A Joint Communication and Computation Design for Distributed RISs Assisted Probabilistic Semantic Communication in IIoT
Zhouxiang Zhao, Zhaohui Yang, Chongwen Huang, Li Wei, Qianqian Yang, Caijun Zhong, Wei Xu, Zhaoyang Zhang
TL;DR
The paper tackles spectral-efficient joint communication and computation for distributed RISs aided probabilistic semantic communication in IIoT by formulating a semantic-aware sum-rate objective that includes RIS-user association, phase shifts, semantic compression ratios, and computation budgets.
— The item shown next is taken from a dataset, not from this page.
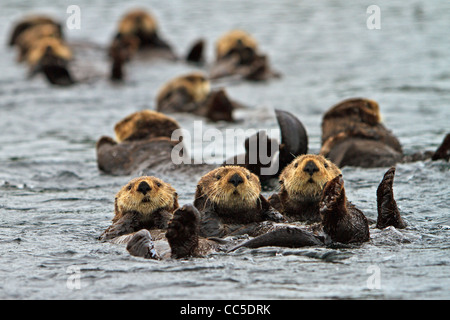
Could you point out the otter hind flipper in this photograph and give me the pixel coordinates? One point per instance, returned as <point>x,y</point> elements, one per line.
<point>289,237</point>
<point>388,213</point>
<point>141,245</point>
<point>294,138</point>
It introduces a solution framework combining many-to-many RIS-user matching, greedy semantic compression optimization, tensor-based phase beamforming, and convex power control in an alternating optimization loop. Key contributions include a scalable RIS-user association method, a practical greedy scheme for allocating semantic compression, and closed-form or tensor-based beamforming strategies that accommodate different multi-user/multi-RIS scenarios, with numerical results showing superiority over conventional centralized RIS setups. The approach demonstrates significant gains in semantic-aware rate, enabling efficient, computation-aware PSC for large-scale IIoT deployments with distributed RISs.
Abstract
In this paper, the problem of spectral-efficient communication and computation resource allocation for distributed reconfigurable intelligent surfaces (RISs) assisted probabilistic semantic communication (PSC) in industrial Internet-of-Things (IIoT) is investigated. In the considered model, multiple RISs are deployed to serve multiple users, while PSC adopts compute-then-transmit protocol to reduce the transmission data size. To support high-rate transmission, the semantic compression ratio, transmit power allocation, and distributed RISs deployment must be jointly considered. This joint communication and computation problem is formulated as an optimization problem whose goal is to maximize the sum semantic-aware transmission rate of the system under total transmit power, phase shift, RIS-user association, and semantic compression ratio constraints. To solve this problem, a many-to-many matching scheme is proposed to solve the RIS-user association subproblem, the semantic compression ratio subproblem is addressed following greedy policy, while the phase shift of RIS can be optimized using the tensor based beamforming. Numerical results verify the superiority of the proposed algorithm.